Во второй половине дня я занялся делом, которое показалось обыденным, недостаточно интересным, чтобы обсуждать его с Роузом. Дравбеллы пригласили меня на то, что они назвали "совещанием по распределению", на котором они опрашивали некоторых из поступивших в том году молодых людей. Они хотели показать, насколько тут мало людей и средств, но заезженный спор не двигался. Дравбелл сидел за столом со своими руководителями отделов; там были Радд, Маунтни, пара евреев из Европы и Мартин, замещавший Льюка. Уолтер все чаще перекладывал работу на Мартина. Я понимал его. Я помнил, как тот был перегружен работой и как беспокоился, что сделал слишком мало.

Опрос продолжался; единственным проблеском интереса для меня было то, что один из новичков был родом из того же города, что и мы с Мартином, и посещал ту же среднюю школу. Его семья жила недалеко от нашей на улицах из красного кирпича, и Мартин помнил его маленьким мальчиком. Его имя - Эрик Сэбридж - носило ровный, приятный мидлендский акцент.

Отвечая на вопросы, он говорил с чуть воинственным, осуждающим тоном - на собеседованиях нередко так говорят. Ему было двадцать четыре; он был крупный, грузный, зрелый, с единственной широкой морщиной поперек лба; он был светлее Мартина и мог бы сойти за скандинавского моряка. Он окончил университет три года назад и продолжал заниматься исследованиями. Он говорил по делу и не слишком любезно; Мартин упомянул школу, и выражение лица Сэбриджа на секунду просветлело.
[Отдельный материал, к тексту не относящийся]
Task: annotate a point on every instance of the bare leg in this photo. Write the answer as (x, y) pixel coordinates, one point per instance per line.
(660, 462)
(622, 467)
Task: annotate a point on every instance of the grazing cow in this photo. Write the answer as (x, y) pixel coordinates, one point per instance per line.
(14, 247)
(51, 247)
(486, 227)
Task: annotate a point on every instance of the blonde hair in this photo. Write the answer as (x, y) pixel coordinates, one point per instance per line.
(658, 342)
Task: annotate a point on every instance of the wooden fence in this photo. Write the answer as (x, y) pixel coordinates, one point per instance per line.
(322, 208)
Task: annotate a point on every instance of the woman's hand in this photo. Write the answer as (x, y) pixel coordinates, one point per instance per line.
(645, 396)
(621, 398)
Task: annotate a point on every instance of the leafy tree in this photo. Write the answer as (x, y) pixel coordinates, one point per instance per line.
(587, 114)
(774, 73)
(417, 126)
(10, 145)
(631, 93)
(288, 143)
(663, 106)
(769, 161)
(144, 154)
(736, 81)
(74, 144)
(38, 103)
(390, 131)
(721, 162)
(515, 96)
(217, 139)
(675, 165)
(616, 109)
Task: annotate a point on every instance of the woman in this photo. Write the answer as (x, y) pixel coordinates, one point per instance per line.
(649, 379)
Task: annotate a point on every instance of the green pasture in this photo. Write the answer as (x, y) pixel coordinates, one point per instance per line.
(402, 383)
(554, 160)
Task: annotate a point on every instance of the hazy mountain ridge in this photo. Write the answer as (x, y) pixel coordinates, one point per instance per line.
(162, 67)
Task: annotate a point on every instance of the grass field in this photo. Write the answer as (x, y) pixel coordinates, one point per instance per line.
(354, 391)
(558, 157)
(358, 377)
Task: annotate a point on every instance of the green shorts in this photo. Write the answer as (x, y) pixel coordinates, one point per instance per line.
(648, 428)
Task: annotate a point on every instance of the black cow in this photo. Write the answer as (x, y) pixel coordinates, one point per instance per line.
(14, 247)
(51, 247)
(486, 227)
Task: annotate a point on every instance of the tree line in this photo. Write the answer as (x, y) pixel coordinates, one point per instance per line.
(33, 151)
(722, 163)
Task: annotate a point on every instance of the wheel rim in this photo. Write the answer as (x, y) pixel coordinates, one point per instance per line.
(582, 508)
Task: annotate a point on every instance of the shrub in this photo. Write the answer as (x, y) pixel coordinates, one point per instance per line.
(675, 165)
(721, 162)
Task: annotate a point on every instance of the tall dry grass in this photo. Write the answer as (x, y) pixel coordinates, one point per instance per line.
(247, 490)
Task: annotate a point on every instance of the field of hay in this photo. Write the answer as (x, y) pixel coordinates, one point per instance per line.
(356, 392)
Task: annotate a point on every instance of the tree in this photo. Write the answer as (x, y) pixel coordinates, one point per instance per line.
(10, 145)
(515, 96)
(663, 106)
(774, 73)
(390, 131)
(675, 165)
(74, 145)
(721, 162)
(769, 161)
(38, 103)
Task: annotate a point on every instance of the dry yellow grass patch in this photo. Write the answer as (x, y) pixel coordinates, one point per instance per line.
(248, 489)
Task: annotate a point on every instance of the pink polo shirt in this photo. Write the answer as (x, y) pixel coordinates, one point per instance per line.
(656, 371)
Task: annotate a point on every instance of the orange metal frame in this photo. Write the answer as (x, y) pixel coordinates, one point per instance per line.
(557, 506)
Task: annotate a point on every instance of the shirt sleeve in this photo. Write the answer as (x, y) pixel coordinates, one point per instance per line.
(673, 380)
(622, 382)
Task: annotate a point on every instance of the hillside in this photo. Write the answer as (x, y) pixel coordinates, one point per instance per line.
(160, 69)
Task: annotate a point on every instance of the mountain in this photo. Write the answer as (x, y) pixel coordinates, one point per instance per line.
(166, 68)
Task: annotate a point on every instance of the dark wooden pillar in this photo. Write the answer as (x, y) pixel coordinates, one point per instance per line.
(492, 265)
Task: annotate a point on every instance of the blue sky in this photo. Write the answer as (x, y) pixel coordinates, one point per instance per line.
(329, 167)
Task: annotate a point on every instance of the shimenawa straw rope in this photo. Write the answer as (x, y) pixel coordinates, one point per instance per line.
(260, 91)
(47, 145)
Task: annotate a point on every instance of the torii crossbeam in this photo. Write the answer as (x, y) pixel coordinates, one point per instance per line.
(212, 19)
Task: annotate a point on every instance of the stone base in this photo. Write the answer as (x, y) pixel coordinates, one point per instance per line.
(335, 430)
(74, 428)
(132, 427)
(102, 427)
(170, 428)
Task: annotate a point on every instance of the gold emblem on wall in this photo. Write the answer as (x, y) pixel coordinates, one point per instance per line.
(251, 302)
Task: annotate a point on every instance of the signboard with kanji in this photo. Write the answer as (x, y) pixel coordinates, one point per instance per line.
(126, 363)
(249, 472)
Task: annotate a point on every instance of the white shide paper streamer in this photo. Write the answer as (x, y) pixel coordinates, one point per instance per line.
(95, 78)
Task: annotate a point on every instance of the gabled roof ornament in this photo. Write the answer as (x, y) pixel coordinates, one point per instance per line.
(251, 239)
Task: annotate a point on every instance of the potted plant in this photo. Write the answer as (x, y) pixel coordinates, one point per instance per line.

Затем Дравбелл продолжил опрос.

- Чем ещё интересуетесь?
- Не понимаю, зачем вам.
- Вступали ли вы в университетские союзы?
- Да, в один или два. - он упомянул общество киноведов Оксфорда.
- Спорт?
- Езжу на велосипеде.
- Чтение?
- На него нет времени.

Ученые улыбнулись. Эти лишние вопросы и ответы были формальными для обеих сторон. Все, что выходило за рамки науки, было чепухой. На этом и закончили. Как только Сэбридж вышел из комнаты, учёные оживились. Возможно, он казался самым способным; но Радд хотел заполучить его, потому что он был англичанином, после поляка, двух немецких евреев и ирландца. Разгорелся спор, Радд внезапно вспылил. Радд и Маунтни хотели получить его себе, но в итоге Сэбридж оказался у Мартина.

Это выматывало, и я чувствовал, что мог бы провести эти три часа лучше. Я должен был бы удивиться, узнав, что два года спустя я пытался вспомнить то интервью с Сэбриджем. Сейчас же оно вылетело у меня из головы. Однако я не смог забыть разговор, что вечером того же дня вышел с Маунтни и Мартином.